Those boots you posted are gorgeous, I would keep those as dress boots and get some paddock boots. There was a saying I read in a horse magazine years ago, not that I agree with it, but competitors in article were discussing the competition's ride, was working cowhorse. One of them said "if you see pointy toes boots, you know they are riding a d!nk". I guess it was a way they sized up other riders?


----------



## horselovinguy (Oct 1, 2013)

The only thing I've seen with a "high-heeled" boot is the arch that is made of the sole she may be concerned with.
However, I found you this...
_Whatever style you choose, any *riding boot* should have a small tread and a *heel* that is about 1 inch (2.5cm) to 1 ½ inch *high*. This will help prevent your *boot* from slipping through the stirrup. _









Choosing Riding Boots: What to Wear, and What to Avoid


Learn how to choose safe boots for riding horseback. English, western or anything in between, choose the best boots to wear while riding a horse.




www.thesprucepets.com





Your boots appear to have the walking heel on them...that would be a "intermediate height" and totally acceptable for riding in.
Enjoy your ride...
🐴...


----------



## farmpony84 (Apr 21, 2008)

I ride in my justins everyday. I only wear my english boots on show days..... I have no issues.


----------



## Whinnie (Aug 9, 2015)

You mentioned you are riding a Dressage saddle in jeans, Unless the saddle is synthetic, the inseam welt will trash your leather saddle. Been there, done that. They do make breeches in denim.


----------



## Jenna1234 (May 28, 2021)

Whinnie said:


> You mentioned you are riding a Dressage saddle in jeans, Unless the saddle is synthetic, the inseam welt will trash your leather saddle. Been there, done that. They do make breeches in denim.


My saddle is a synthetic Wintec


----------



## bsms (Dec 31, 2010)

I had leather Bates Caprilli saddles - CC & AP. And my Australian saddle was basically a modified dressage saddle. No issues with my jeans damaging the leather. I gather many English saddles are now covered leather, with a thin layer of soft leather over a bottom layer. Don't know about those. My Bates (and DownUnder) wore like iron.


----------



## Whinnie (Aug 9, 2015)

@ bsms An Australian saddle has completely different leather than a Dressage saddle. I have had one. A harder leather saddle would wear better with jeans, but many English saddles are a softer leather with a European tanning process. When you ruin the leather it can't be fixed, better safe than sorry.
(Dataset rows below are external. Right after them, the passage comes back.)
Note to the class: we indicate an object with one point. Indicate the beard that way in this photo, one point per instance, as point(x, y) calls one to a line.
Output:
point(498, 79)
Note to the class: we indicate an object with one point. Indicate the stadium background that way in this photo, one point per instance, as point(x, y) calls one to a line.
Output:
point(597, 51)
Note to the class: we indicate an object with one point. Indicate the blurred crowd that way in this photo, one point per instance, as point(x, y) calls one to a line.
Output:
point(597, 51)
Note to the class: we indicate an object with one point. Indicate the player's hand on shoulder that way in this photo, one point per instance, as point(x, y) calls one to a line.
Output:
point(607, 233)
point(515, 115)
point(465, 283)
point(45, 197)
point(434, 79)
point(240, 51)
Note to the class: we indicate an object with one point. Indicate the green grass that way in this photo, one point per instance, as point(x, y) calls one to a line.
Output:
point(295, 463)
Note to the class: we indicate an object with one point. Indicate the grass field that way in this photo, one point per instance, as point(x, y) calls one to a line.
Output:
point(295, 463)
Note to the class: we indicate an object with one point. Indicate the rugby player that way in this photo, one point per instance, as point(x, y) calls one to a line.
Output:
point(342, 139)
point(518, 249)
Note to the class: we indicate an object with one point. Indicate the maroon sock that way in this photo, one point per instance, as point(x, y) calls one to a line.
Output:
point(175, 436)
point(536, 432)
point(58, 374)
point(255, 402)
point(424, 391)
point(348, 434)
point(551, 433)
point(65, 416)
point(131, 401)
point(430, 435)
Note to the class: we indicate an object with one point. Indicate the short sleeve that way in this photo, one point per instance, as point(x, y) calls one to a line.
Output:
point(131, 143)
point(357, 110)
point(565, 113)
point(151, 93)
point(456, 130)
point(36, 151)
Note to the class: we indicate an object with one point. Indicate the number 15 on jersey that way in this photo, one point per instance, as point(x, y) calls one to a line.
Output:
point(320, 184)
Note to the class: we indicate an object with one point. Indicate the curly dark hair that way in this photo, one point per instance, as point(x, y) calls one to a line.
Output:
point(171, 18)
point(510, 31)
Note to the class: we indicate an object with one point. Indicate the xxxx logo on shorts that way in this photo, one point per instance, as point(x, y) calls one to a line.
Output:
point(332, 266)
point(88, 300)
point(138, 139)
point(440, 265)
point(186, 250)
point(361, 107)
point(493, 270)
My saddle I ruined was pigskin, a Courbette made in Switzerland bought in 1988. It was soft and I didn't know why the leather looked like it had been sandpapered until a more knowledgeable person pointed out that I should have been wearing breeches with that saddle. The point is moot, the OP has a synthetic Wintec so no problem. Maybe your Bates was of harder leather, not all saddles are the same.


----------